Although she was an Indian Muslim who passionately believed in Indian Indepence she was willing to make the ultimate sacrifice for a cause neither her nationality or religion compelled her to fight for. After her death she was posthumously awarded the Croix de Guerre and the George Cross (1949). Inevitably given such a remarkable life there is some uncertainty over certain details of her life, some early reports sought to romanticise her life story. However there have been 2 noteworthy books seeking to offer a clear account of her life and are both worth reading.
- Noor-un-nisa Inayat Khan (Madeline) by Jean O Fuller
- The Spy Princess by Shrabani Basu (new book)
Books on Noor Inayat Khan at Amazon.com
Her name Noor means ‘light of woman hood’ or “illumination”
“I wish some Indians would win high military distinction in this war. It would help to build a bridge between the English and the Indians.”
– Noor Inayat Khan
This statement proved to be prophetic as Noor herself became honoured with the highest awards.
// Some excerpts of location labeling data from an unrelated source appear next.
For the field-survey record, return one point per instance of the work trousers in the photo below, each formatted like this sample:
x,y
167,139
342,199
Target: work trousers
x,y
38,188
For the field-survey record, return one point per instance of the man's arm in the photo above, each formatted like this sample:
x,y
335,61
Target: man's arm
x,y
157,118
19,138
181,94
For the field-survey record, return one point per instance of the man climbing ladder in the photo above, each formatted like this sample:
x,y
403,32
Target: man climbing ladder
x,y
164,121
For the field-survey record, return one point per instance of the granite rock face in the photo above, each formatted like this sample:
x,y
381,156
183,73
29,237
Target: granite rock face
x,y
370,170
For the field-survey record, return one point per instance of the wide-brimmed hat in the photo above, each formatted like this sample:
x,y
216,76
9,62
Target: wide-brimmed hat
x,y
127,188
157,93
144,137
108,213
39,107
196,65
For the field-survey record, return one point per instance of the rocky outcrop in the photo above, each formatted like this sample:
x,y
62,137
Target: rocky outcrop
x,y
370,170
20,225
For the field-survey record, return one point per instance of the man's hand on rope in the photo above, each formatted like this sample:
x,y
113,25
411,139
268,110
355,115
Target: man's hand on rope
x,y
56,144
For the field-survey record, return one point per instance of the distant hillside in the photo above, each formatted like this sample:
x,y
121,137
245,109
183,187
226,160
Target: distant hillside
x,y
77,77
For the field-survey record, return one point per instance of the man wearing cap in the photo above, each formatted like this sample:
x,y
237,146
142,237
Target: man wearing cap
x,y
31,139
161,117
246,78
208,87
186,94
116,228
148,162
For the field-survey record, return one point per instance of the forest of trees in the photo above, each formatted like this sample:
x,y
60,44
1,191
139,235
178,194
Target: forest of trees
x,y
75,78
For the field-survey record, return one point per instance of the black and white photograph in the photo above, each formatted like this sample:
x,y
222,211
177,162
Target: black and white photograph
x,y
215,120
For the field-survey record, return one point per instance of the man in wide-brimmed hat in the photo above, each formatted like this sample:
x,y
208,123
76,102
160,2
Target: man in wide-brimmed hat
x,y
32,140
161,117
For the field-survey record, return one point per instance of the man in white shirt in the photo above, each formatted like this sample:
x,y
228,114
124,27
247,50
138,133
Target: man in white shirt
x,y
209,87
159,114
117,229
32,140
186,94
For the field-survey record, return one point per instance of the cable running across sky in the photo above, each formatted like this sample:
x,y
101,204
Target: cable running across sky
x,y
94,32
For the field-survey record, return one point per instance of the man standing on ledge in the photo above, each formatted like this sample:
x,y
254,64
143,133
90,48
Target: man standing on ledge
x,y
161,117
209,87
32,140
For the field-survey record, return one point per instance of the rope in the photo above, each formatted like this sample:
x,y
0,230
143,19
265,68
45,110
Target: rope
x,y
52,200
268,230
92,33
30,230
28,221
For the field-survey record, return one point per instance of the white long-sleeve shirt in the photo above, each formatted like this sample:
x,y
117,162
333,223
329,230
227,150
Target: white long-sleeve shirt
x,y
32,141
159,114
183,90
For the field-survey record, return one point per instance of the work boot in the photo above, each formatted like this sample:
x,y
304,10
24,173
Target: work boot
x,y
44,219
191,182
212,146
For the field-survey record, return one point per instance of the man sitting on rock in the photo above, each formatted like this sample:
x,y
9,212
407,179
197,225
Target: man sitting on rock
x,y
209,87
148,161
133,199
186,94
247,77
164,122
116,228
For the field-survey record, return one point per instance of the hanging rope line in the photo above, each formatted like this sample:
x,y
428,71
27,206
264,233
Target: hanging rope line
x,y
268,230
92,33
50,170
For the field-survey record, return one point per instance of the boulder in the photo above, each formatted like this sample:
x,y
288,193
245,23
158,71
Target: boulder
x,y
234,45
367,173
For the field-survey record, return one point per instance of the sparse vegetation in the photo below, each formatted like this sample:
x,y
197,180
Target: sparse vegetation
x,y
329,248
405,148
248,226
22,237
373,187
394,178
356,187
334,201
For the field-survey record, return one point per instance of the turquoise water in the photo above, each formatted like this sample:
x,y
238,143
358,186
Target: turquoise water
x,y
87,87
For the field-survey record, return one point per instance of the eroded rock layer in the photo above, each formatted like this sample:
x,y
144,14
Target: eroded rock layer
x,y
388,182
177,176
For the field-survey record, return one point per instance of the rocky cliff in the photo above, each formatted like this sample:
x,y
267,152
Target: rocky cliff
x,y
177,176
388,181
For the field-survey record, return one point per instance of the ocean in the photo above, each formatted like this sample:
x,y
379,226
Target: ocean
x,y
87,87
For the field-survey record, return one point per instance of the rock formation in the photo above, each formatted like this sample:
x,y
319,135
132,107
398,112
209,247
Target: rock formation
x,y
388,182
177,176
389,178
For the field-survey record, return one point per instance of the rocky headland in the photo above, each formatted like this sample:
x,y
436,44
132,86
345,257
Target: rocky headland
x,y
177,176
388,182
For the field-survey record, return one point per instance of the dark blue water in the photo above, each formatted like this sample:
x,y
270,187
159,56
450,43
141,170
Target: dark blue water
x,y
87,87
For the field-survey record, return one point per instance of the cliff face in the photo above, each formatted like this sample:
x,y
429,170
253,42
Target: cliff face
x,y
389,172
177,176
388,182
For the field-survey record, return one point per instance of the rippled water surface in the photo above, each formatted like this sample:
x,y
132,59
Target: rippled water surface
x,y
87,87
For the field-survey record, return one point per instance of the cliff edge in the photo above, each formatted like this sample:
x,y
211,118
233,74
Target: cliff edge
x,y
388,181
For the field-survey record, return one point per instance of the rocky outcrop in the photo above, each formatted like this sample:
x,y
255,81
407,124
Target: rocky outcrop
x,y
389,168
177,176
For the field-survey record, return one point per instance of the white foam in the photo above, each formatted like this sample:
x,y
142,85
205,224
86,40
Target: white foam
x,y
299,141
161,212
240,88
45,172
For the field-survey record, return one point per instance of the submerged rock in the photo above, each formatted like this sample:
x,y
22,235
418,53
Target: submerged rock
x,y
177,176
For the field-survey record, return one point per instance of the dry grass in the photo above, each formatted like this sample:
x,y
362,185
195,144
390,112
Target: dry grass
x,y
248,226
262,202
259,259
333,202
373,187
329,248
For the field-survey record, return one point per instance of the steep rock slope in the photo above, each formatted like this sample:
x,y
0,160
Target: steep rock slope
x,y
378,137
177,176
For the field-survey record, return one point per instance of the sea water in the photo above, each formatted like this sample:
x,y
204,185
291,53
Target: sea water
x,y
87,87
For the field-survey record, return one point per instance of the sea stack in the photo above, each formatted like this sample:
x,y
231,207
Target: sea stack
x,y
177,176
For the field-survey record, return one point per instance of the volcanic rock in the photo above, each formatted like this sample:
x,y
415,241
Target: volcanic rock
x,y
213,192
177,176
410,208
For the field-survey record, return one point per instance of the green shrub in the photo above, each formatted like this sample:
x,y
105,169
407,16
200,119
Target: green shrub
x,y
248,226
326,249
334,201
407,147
Comments on Noor Inayat Khan
” She so greatly gained the affection of her school pals that they elected her for the prize of “good comradeship.” When she was twelve years old, after her father’s death, she became a little mother to her brothers and sister, as her mother became committed to bed for years, suffering from the physical symptoms of a broken heart. All those who knew her had a deep respect for her whilst being moved by some endearing feature of her being. Was it because she so deeply cared for all those she came across – even her jailers? “
– Pir Vilayat Inayat Khan
- Captain Selwyn Jepson first met Noor Inayat Khan when she first joined the Special Operations Executive. He later talked about this to the Jean Overton Fuller for her book Madeleine published in 1952.
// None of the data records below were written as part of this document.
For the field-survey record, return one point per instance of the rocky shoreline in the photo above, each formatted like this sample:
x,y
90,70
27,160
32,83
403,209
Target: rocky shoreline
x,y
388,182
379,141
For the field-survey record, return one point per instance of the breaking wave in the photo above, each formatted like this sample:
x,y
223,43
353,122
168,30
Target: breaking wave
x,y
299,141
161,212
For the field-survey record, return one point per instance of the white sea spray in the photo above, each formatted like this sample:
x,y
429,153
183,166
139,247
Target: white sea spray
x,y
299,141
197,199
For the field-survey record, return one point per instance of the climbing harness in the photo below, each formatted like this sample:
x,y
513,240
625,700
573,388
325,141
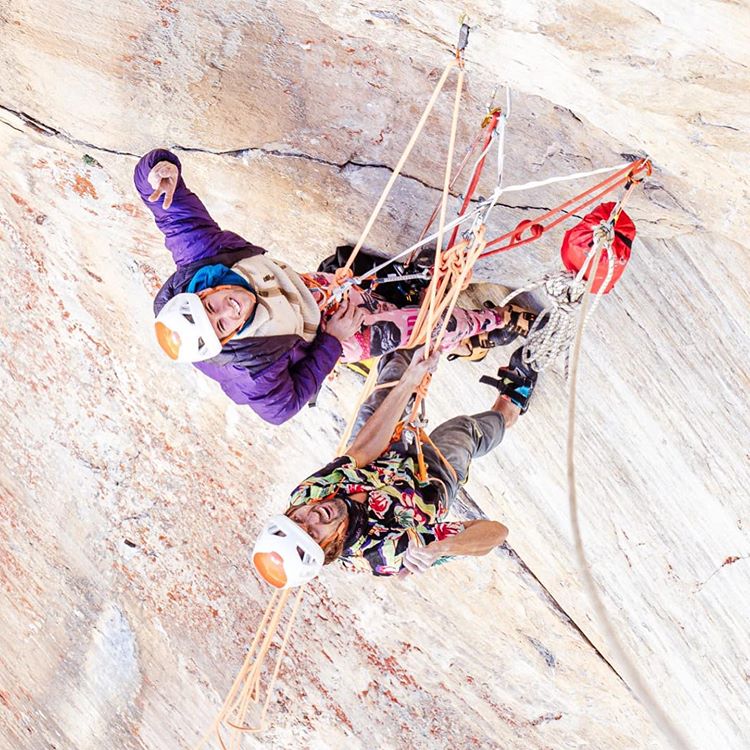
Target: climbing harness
x,y
592,259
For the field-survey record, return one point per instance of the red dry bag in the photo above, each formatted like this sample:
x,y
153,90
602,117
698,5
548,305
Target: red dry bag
x,y
579,240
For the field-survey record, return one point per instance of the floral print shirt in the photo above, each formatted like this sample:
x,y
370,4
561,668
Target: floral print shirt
x,y
399,507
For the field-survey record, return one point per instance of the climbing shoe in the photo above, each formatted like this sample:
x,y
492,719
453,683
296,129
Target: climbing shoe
x,y
475,348
516,381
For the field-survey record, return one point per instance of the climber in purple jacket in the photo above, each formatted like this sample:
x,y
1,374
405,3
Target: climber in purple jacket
x,y
252,323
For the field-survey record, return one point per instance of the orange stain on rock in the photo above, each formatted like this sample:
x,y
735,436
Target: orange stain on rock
x,y
129,208
84,187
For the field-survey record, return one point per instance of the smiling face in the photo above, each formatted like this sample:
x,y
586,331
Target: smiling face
x,y
228,308
321,519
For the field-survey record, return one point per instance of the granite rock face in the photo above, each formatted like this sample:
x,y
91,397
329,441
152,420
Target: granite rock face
x,y
131,490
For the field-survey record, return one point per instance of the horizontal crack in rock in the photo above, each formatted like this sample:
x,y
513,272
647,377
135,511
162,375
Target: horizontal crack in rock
x,y
48,130
472,511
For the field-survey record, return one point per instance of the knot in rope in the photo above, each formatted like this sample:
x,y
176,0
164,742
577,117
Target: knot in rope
x,y
553,330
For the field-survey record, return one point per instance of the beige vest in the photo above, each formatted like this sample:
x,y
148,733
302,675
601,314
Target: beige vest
x,y
285,305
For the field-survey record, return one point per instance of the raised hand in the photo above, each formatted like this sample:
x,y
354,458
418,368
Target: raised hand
x,y
163,178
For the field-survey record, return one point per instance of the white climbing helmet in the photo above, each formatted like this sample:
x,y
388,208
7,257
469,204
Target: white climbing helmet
x,y
184,331
284,555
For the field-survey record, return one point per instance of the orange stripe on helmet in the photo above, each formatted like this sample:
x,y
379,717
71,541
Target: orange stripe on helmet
x,y
168,340
270,567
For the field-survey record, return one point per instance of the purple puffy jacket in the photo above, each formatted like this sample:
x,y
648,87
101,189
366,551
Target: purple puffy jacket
x,y
274,375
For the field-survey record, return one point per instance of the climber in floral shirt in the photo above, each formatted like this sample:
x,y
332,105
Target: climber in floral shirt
x,y
370,509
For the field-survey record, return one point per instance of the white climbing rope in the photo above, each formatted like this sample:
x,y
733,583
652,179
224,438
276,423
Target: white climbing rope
x,y
633,678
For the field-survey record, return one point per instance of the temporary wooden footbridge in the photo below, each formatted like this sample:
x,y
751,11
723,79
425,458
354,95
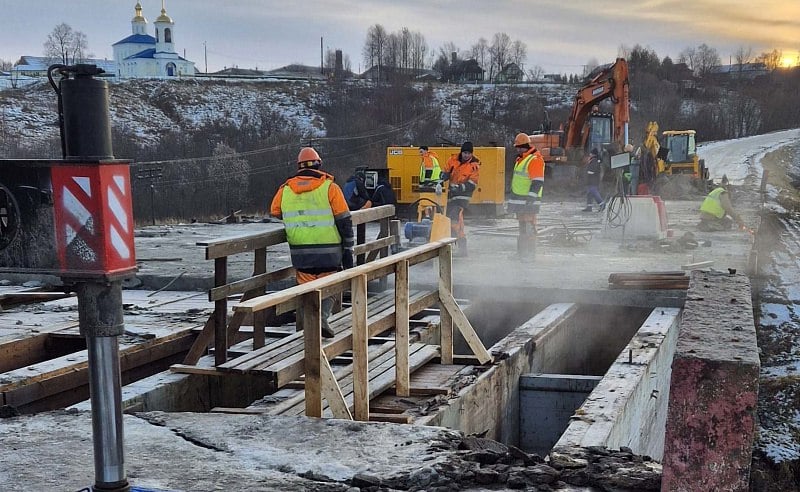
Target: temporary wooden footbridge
x,y
303,359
“I see her very clearly as she was that first afternoon, sitting in front of me in that dingy little room, in a hard kitchen chair at the other side of a bare wooden table. Indeed, of them all – and they were many – who did not return, I find myself constantly remembering her with a curious and very personal vividness which outshines the rest. The small, still features, the dark, quiet eyes, the soft voice and the fine spirit glowing in her.”
- Citation published when Noor Inayat Khan was posthumously awarded the George Cross on 5th April 1949.
Following her arrival the Gestapo made mass arrests in the Paris Resistance groups to which she had been detailed. She refused to abandon what had become the principal and most dangerous post in France, although given the opportunity to return to England. She did not wish to leave her French comrades without communications and she hoped also to rebuild her group.
The Gestapo had a full description of her but knew only her code name Madeleine. They deployed considerable forces in their effort to catch her and so break the last remaining link with London. After three and a half months she was betrayed to the Gestapo and taken to their HQ in the Avenue Foch. The Gestapo had found her codes and messages and were in a position to work back to London. They asked her to cooperate, but she refused and gave them no information of any kind.